Ils se taisaient pour mieux savourer les liens invisibles et glorieux qui les unissaient à leurs ancêtres.
Enfin, le colonel mit la main sur une lampe à pétrole. Une lumière d'un autre âge éclaira son modeste logis.
– Je ne vais pas vous embêter plus longtemps, dit la femme.
– Ce mt un plaisir, madame. J'ai dû vous sembler un peu bourru tout à l'heure. Je m'en excuse. On n'est jamais trop prudent, vous savez. D'ici qu'on nous goudronne publiquement, ce ne sont pas nos chers parents qui seront contents.
– On est tous dans le même bateau, dit la femme.
Le colonel la raccompagna vers la porte branlante.
– Il faut pousser, enfin pas trop fort, hop, elle s'ouvre toute seule.
– Merci, mon colonel, dit la femme sur le pas de la porte. Vous avez donné un calmant au cœur blessé d'une pauvre mère.
– J'aurais tant voulu en faire plus, dit le colonel. Hélas, les dollars nous ont possédés. Pour cette fois. Car sonnera l'heure de la revanche, j'en suis persuadé. Les trompettes joueront l'hymne à la joie. Les salopards ne perdent rien pour attendre.
La femme serra son avant-bras. Elle ne paraissait plus repoussante du tout. Le colonel l'embrassa sur le front.

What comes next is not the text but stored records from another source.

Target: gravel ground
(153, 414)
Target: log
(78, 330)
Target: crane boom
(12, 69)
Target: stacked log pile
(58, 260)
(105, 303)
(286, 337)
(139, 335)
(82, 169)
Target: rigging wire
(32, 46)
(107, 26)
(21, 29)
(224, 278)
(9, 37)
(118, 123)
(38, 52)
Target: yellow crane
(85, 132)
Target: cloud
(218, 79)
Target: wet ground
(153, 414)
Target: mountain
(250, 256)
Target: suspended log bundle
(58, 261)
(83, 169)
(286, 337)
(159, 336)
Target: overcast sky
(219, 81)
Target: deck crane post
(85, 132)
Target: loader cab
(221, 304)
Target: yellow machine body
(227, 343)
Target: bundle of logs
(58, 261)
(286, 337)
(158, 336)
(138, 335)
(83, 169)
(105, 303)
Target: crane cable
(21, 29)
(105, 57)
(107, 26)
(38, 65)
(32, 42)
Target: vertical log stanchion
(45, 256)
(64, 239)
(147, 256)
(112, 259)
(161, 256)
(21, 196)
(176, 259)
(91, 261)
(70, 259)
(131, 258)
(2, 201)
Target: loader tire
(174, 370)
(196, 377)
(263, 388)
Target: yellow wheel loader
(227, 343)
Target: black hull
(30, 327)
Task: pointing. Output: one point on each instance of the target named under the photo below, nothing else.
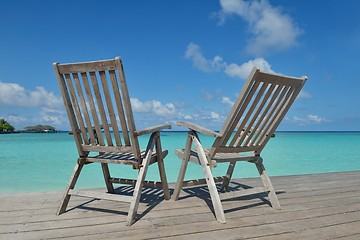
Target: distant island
(40, 129)
(6, 128)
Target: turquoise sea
(44, 162)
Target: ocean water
(44, 162)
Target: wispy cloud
(193, 53)
(304, 95)
(217, 63)
(227, 100)
(271, 28)
(13, 94)
(242, 71)
(153, 106)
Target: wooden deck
(321, 206)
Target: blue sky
(184, 60)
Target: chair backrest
(98, 105)
(260, 107)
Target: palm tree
(5, 126)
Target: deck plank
(316, 206)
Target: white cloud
(272, 29)
(13, 94)
(242, 71)
(193, 52)
(227, 100)
(218, 64)
(215, 115)
(153, 107)
(304, 95)
(17, 119)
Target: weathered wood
(260, 107)
(99, 195)
(94, 111)
(321, 206)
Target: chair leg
(140, 182)
(106, 173)
(215, 198)
(74, 177)
(184, 164)
(267, 183)
(161, 166)
(228, 176)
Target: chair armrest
(199, 129)
(152, 129)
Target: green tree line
(5, 126)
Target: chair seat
(123, 158)
(219, 157)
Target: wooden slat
(254, 134)
(243, 192)
(270, 117)
(201, 181)
(315, 209)
(93, 110)
(244, 121)
(120, 109)
(239, 113)
(87, 67)
(84, 109)
(114, 149)
(101, 108)
(132, 182)
(109, 102)
(99, 195)
(77, 109)
(127, 106)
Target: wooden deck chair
(98, 105)
(259, 109)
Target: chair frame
(260, 107)
(98, 105)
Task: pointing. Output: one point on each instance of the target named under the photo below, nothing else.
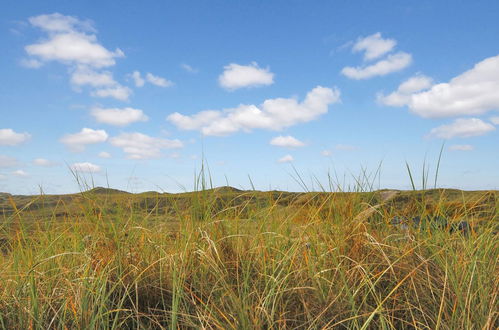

– Allez, ma brave dame. Soyez courageuse. Nos enfants ne le verront peut-être pas, ni les enfants de nos enfants, mais à la troisième génération, on redressera l'échiné, je vous le promets. On ne fait pas tourner la France en bourrique éternellement. Les dollars vont avoir une surprise. On va tirer les leçons de nos défaites. On n'a pas été assez rapides? On a été trop mous moralement? trop gentils à leur chanter du Maurice Chevalier et du Bobby Lapointe?… Ça va changer. Vous ne me croyez pas?… Laissez-moi vous dire un petit truc. Approchez… Nuke-nuke, le petit blaireau. Si vous voyez ce que je veux dire. La France est une puissance nucléaire. Il n'y a pas que le Pakistan ou la Corée du Nord. Mais chut.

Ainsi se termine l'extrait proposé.